During my keynote at a recent HR summit, I had an opportunity to reflect on our journey so far and share what we’ve learned with some of Australia’s leading HR professionals. Unsurprisingly, we’re not alone in grappling with a transformed marketplace where the pace of change will only continue to accelerate.
We have a long history of preparing for the future
Australia Post is one of Australia’s biggest employers with 35,000 employees and an extended workforce of more than 70,000, which includes our delivery contractors and retail licensees.
Almost half our people are aged over 50, giving us a much more mature cohort than the average Australian workforce. The average tenure here is more than 10 years, which means we also have very experienced people who know our customers and are committed to meeting the needs of their community.
Change is not new to our organisation. For over 200 years, our primary focus was on delivering letters, but we’re now witnessing a transformational shift as the rise of online shopping sees our parcel delivery business taking over.
During the 2018 Christmas peak, we processed over 3 million parcels in one day where we once would have struggled with 700,000. To handle higher parcel volumes, we’ve invested in parcel automation but unlike most postal organisations around the world, we’ve pivoted our business without reducing head count.
Other challenges, which will be familiar to most organisations, include heightened competition with new disruptors. In our case, this means we need to keep exceeding customer expectations for their parcel delivery experience. As we adapt to technology, we’re also responding to the opportunities it brings. With the right skills we can capture a new share of growing business areas. Our Workforce Verification solution is one example of this.
Attracting and retaining talent
At one extreme, we have almost 12,000 baby boomers on our payroll. At the other, we are bringing on Generation Z and millennials (about 9,000 employees now and growing). Designing an employee experience that attracts and retains talent across five very different generations means understanding that one size can’t fit all.
For example, baby boomers need support with transitioning to retirement as they continue to play an important role in mentoring our younger generations. Generation Z is more interested in virtual work opportunities, and seeks out ways to co-create and make a more positive environmental impact. Like their millennial siblings, they expect more flexibility in the way they interact with an organisation.

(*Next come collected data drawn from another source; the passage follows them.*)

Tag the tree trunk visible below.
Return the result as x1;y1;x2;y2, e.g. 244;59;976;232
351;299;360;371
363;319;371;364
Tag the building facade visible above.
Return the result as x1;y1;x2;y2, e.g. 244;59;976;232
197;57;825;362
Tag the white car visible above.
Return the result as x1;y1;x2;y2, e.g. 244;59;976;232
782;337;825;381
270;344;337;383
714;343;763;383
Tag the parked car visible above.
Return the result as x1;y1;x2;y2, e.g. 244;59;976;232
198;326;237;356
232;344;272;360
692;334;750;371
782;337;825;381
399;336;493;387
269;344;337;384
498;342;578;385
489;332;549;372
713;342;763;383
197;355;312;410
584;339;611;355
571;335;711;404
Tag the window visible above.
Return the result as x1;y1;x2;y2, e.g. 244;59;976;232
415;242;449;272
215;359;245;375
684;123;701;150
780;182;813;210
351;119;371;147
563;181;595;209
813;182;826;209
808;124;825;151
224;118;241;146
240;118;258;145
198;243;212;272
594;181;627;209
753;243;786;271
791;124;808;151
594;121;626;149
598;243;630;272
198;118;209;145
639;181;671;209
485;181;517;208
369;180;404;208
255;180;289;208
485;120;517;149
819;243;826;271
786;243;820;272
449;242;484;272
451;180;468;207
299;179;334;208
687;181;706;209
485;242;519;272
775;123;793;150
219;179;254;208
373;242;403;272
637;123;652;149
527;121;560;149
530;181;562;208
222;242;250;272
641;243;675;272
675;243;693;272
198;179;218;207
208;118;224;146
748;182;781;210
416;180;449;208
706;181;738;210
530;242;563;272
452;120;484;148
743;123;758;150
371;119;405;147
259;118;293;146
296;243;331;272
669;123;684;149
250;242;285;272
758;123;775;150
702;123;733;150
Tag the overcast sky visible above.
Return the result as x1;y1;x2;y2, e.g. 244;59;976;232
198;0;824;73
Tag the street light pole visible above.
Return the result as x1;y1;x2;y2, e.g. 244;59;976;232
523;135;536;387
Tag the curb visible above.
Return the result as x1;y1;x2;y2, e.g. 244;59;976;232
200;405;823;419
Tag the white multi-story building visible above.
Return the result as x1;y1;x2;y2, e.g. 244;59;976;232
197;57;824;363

Developing our future leaders
We’re taking empowerment beyond just a feeling to a way of growing through ownership and action. And so we’re equipping current and future leaders to have the right conversations and build their internal resilience.
We’ve also shifted our leadership training from one-off courses to ongoing programs that embed changes in team relationship management. More than 1,200 leaders have participated in these programs. More broadly, 28,000 staff have used The Delight Program to positively handle change.
These programs focus on the whole person and not just job skills. They help our employees listen more effectively, and choose a more positive attitude and response. This helps them engage with customers and is also a valuable skill they can take home to their families.
All of these initiatives are creating tangible impact. Together, they will help us build a stronger, more engaged workforce across five generations and keep our people at the forefront of our future success.